Selasa, 29 Oktober 2019 16:25 WIB
INFO NASIONAL — Salah satu upaya peningkatan dan pemerataan mutu pendidikan adalah melaksanakan program kemitraan GTK. Artinya, guru mitra dari daerah tertinggal, terluar, terdepan (3T) diundang ke sekolah inti untuk berkolaborasi dengan guru inti.
Hal tersebut diistilahkan sebagai On the Job Learning 1 (OJL 1), yaitu proses peserta mitra belajar di lingkungan sekolah inti dan Direktorat Jenderal GTK melakukan supervisi. Para guru dari sekolah mitra ini akan belajar selama sepekan dengan menyaksikan dan terlibat di setiap sekolah inti agar praktik baik itu dapat mereka sebarluaskan kepada guru-guru lain di wilayahnya.
Secara teknis, program kemitraan adalah mewujudkan program penguatan pendidikan karakter (PPK), pembelajaran abad 21, dan gerakan literasi sekolah secara terpadu melalui peran guru di kelas pada tingkat satuan pendidikan melalui penguatan komunitas belajar profesional GTK di wilayahnya masing-masing.
Program kemitraan tahun ini memiliki keunikan, yakni mengintegrasikan guru dan kepala sekolah dalam program yang sama sehingga ada kesinambungan substansi yang digarap oleh keduanya. Keterpaduan program ini meliputi desain dan langkah program, lokasi dan sasaran program, serta substansi program.

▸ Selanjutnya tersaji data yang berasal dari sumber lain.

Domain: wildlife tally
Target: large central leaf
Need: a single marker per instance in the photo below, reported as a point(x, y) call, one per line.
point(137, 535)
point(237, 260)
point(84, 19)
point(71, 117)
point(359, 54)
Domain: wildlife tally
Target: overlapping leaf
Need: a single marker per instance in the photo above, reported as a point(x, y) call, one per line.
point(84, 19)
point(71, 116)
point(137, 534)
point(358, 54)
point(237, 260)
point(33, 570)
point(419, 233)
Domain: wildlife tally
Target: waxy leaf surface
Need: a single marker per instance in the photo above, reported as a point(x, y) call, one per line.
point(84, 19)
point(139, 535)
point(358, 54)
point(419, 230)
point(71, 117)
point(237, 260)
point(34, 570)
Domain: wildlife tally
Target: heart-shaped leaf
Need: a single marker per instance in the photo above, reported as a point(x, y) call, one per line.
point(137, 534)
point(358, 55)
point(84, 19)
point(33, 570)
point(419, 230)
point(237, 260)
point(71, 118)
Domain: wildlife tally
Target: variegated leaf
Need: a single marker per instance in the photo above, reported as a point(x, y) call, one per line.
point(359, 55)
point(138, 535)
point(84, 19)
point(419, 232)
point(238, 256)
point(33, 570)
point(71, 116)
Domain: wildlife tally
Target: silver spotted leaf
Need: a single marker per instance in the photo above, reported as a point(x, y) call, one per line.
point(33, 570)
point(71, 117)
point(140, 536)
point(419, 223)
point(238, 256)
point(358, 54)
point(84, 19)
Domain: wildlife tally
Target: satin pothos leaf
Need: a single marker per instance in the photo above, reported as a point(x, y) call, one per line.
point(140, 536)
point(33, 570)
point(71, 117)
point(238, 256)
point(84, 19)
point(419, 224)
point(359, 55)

Melalui program kemitraan, guru inti dapat saling berbagi pengalaman, menginspirasi dan mengembangkan kerja sama dalam upaya peningkatan dan pemerataan kemampuan guru mitra yang berasal dari daerah 3T. Dengan ini, mereka dapat menghidupkan komunitas belajar profesional dengan fokus penguatan kualitas layanan pembelajaran.
Sebelumnya, Menteri Pendidikan dan Kebudayaan (Mendikbud), Muhadjir Effendy mengatakan, kompetensi guru merupakan salah satu kunci untuk meningkatkan mutu pendidikan. Pasalnya, hasil uji kompetensi guru tahun 2015 menunjukkan bahwa kompetensi guru secara nasional berada pada kategori rendah dan menunjukkan kesenjangan yang tinggi antar daerah.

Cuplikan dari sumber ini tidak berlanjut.